Windows 10 + Malwarebytes recent update

Recommended Posts

So I recently updated Malwarebytes Premium to 3.8.3. My system is clean and spotless as a white lamb that isn't the issue so figured this was the best place to ask for support. 

Ever since the 3.8.3 update I have had issues when booting my system I have to disable pre-boot antimalware protection via  #8 option in advanced system startup to even get into  Windows 10. I don't claim to be a huge tech person or anything, but I also understand the importance of preventing rootkits and the alike. 

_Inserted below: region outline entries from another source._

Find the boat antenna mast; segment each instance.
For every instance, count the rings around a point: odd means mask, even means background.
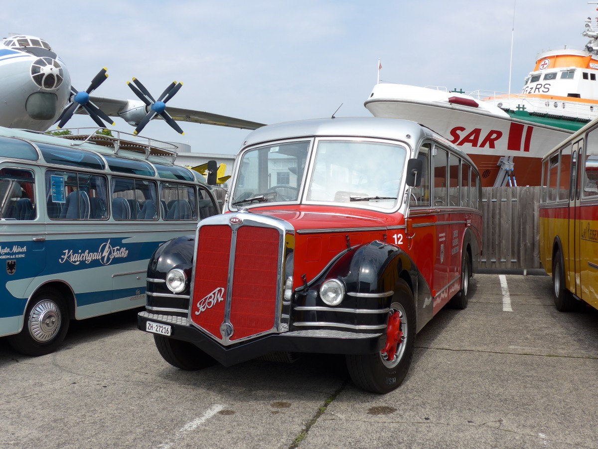
[[[588,2],[588,4],[598,5],[598,2]],[[596,8],[596,11],[598,11],[598,8]],[[598,17],[596,17],[596,22],[598,23]],[[585,44],[585,50],[590,54],[598,54],[598,26],[592,23],[591,17],[585,19],[585,29],[581,35],[590,38],[590,41]]]
[[[513,26],[511,30],[511,61],[509,63],[509,98],[511,98],[511,77],[513,69],[513,38],[515,37],[515,4],[513,0]]]

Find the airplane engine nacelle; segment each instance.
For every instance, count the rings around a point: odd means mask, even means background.
[[[148,111],[145,104],[139,100],[129,100],[123,112],[118,112],[118,115],[129,125],[136,126],[147,115]]]

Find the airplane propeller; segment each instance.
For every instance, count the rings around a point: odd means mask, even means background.
[[[150,122],[150,120],[158,114],[175,131],[179,134],[184,134],[185,133],[183,132],[183,130],[181,129],[181,127],[170,117],[170,114],[166,112],[166,102],[175,96],[175,94],[182,87],[183,83],[177,83],[176,81],[172,82],[162,92],[162,95],[158,97],[158,99],[154,100],[154,97],[150,93],[150,91],[145,89],[145,87],[141,84],[141,82],[139,80],[136,78],[133,78],[133,82],[135,84],[132,84],[127,81],[127,85],[131,88],[131,90],[135,92],[135,95],[149,108],[147,109],[147,115],[137,125],[137,128],[133,131],[133,134],[137,135],[140,133],[141,130],[145,127],[145,125]]]
[[[78,92],[76,89],[72,86],[71,86],[71,101],[68,106],[65,108],[60,117],[54,122],[58,123],[59,128],[62,128],[65,126],[65,123],[71,119],[71,117],[77,112],[80,107],[83,107],[87,111],[98,126],[105,128],[106,125],[102,120],[111,123],[113,126],[114,126],[115,123],[112,119],[89,99],[89,94],[95,90],[108,77],[106,71],[108,69],[105,67],[102,69],[91,80],[91,82],[86,90]]]

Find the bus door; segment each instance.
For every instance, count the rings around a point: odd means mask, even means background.
[[[571,172],[569,198],[569,254],[568,259],[569,290],[581,297],[581,261],[579,260],[579,162],[583,153],[583,140],[579,140],[573,144],[571,153]]]
[[[454,154],[448,154],[448,205],[452,210],[459,210],[461,204],[462,189],[460,187],[460,160]],[[463,238],[462,230],[463,213],[452,212],[450,214],[450,224],[447,225],[447,245],[445,251],[447,252],[448,259],[447,269],[448,272],[448,282],[450,284],[448,296],[451,298],[461,289],[461,283],[456,281],[460,279],[461,275],[461,248]]]
[[[0,167],[0,334],[19,330],[33,279],[45,268],[43,185],[37,167]],[[16,298],[17,301],[12,300]]]
[[[435,257],[432,294],[434,314],[448,301],[448,264],[450,259],[450,214],[448,205],[448,153],[434,148],[434,203],[436,222]]]
[[[578,295],[598,308],[598,129],[587,135],[584,156],[579,157],[580,204],[579,270]]]

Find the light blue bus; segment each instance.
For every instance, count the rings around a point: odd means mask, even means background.
[[[19,352],[52,352],[70,320],[144,305],[158,245],[218,212],[175,145],[112,133],[0,128],[0,336]]]

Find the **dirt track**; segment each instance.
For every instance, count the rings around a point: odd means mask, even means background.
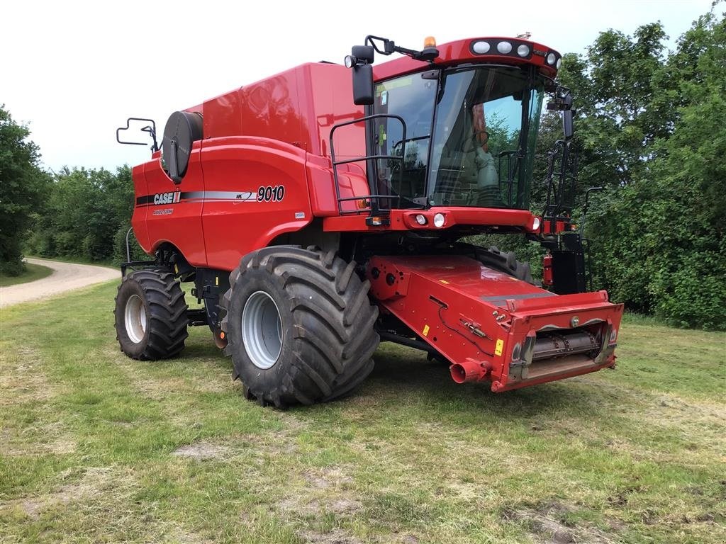
[[[28,259],[28,262],[52,268],[53,273],[35,281],[0,287],[0,308],[28,300],[46,299],[66,291],[121,277],[121,271],[104,266],[76,265],[45,259]]]

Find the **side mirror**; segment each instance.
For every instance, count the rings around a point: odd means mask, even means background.
[[[373,104],[373,66],[355,65],[353,67],[353,103],[356,106]]]

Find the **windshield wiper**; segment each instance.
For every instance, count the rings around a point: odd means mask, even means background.
[[[514,186],[514,179],[519,170],[521,160],[524,158],[524,150],[520,147],[518,149],[507,149],[497,154],[499,158],[499,172],[502,174],[502,159],[507,157],[507,205],[510,207],[513,205],[512,188]],[[512,157],[514,160],[512,160]]]

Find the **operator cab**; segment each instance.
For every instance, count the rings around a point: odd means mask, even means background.
[[[372,120],[378,189],[401,207],[529,206],[544,82],[529,70],[467,66],[375,85]],[[403,169],[401,173],[400,169]],[[402,176],[399,174],[402,173]]]
[[[509,38],[441,51],[427,38],[422,51],[375,36],[365,44],[346,63],[354,102],[366,107],[372,215],[438,206],[529,210],[542,101],[558,90],[560,54]],[[374,51],[409,58],[378,67],[374,78]]]

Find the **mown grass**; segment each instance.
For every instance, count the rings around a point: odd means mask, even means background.
[[[722,543],[725,337],[510,393],[382,345],[351,397],[245,401],[208,330],[119,352],[115,286],[3,310],[0,541]]]
[[[36,279],[42,279],[53,273],[52,268],[41,265],[34,265],[30,263],[25,263],[25,271],[20,276],[8,276],[0,272],[0,287],[7,287],[10,285],[17,285],[18,284],[25,284],[28,281],[35,281]]]

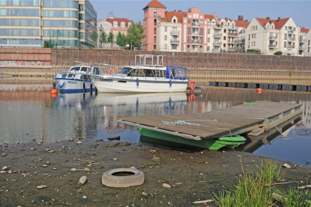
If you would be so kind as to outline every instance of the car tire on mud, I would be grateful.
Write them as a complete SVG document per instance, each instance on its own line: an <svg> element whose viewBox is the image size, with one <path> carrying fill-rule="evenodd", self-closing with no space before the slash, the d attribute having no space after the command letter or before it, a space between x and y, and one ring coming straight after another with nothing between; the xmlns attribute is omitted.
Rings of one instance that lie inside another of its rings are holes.
<svg viewBox="0 0 311 207"><path fill-rule="evenodd" d="M143 172L137 169L116 168L103 174L102 183L110 187L126 188L142 185L144 179Z"/></svg>

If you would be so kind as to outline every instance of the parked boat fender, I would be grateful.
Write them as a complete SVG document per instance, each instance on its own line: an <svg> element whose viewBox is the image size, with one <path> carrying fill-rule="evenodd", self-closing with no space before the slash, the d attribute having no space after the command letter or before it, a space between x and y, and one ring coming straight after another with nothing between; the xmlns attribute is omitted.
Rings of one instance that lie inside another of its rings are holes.
<svg viewBox="0 0 311 207"><path fill-rule="evenodd" d="M189 96L188 96L188 101L189 102L189 103L192 103L193 102L195 101L195 95L194 95L193 93L191 93L191 94L189 95Z"/></svg>
<svg viewBox="0 0 311 207"><path fill-rule="evenodd" d="M195 87L196 87L196 83L195 83L195 82L193 81L191 81L189 82L188 86L189 86L189 89L190 90L193 90L195 88Z"/></svg>
<svg viewBox="0 0 311 207"><path fill-rule="evenodd" d="M115 67L111 67L109 69L109 74L111 74L111 72L114 71L115 72L115 73L117 73L117 72L118 72L118 70Z"/></svg>

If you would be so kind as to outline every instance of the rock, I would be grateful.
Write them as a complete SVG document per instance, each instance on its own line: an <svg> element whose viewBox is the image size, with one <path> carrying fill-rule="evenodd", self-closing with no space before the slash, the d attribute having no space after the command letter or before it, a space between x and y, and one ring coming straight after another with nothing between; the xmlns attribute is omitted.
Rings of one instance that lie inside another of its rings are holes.
<svg viewBox="0 0 311 207"><path fill-rule="evenodd" d="M291 166L287 163L284 163L282 165L283 168L291 168Z"/></svg>
<svg viewBox="0 0 311 207"><path fill-rule="evenodd" d="M87 178L86 176L83 176L80 178L79 181L78 181L78 185L79 186L81 186L84 185L84 184L86 183L86 182L87 179Z"/></svg>
<svg viewBox="0 0 311 207"><path fill-rule="evenodd" d="M161 161L161 159L160 158L160 157L157 156L154 156L152 157L152 159L151 159L151 160L155 162L159 162Z"/></svg>
<svg viewBox="0 0 311 207"><path fill-rule="evenodd" d="M163 183L162 185L162 186L164 188L169 188L169 189L170 189L171 188L172 188L170 185L167 184L166 183Z"/></svg>

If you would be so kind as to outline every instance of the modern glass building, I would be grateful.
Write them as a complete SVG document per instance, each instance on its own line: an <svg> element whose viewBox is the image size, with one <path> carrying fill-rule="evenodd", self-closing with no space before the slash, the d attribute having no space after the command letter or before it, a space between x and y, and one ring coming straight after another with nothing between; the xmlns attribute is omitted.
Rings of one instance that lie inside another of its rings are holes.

I've scanned my PC via multiple tools provided by Malwarebytes and other suggested tools from content posters on these forums. Everything comes back clean so like I said at this point I just don't think it is related to such an infection and more so has to be something with Windows 10 versus Malwarebytes itself. 

Just to kind of explain the situation I am having in some more detail...every time I boot my PC it will start the wheel turning thing talking about having to disagnoze my pc, and having to  attempt repairs and that sort of thing. Then it goes to the blue recovery screen where you can either reset your pc by Windows 10 factory defaults and/or use advanced settings such as by disabling the antimalware option I mentioned earlier. 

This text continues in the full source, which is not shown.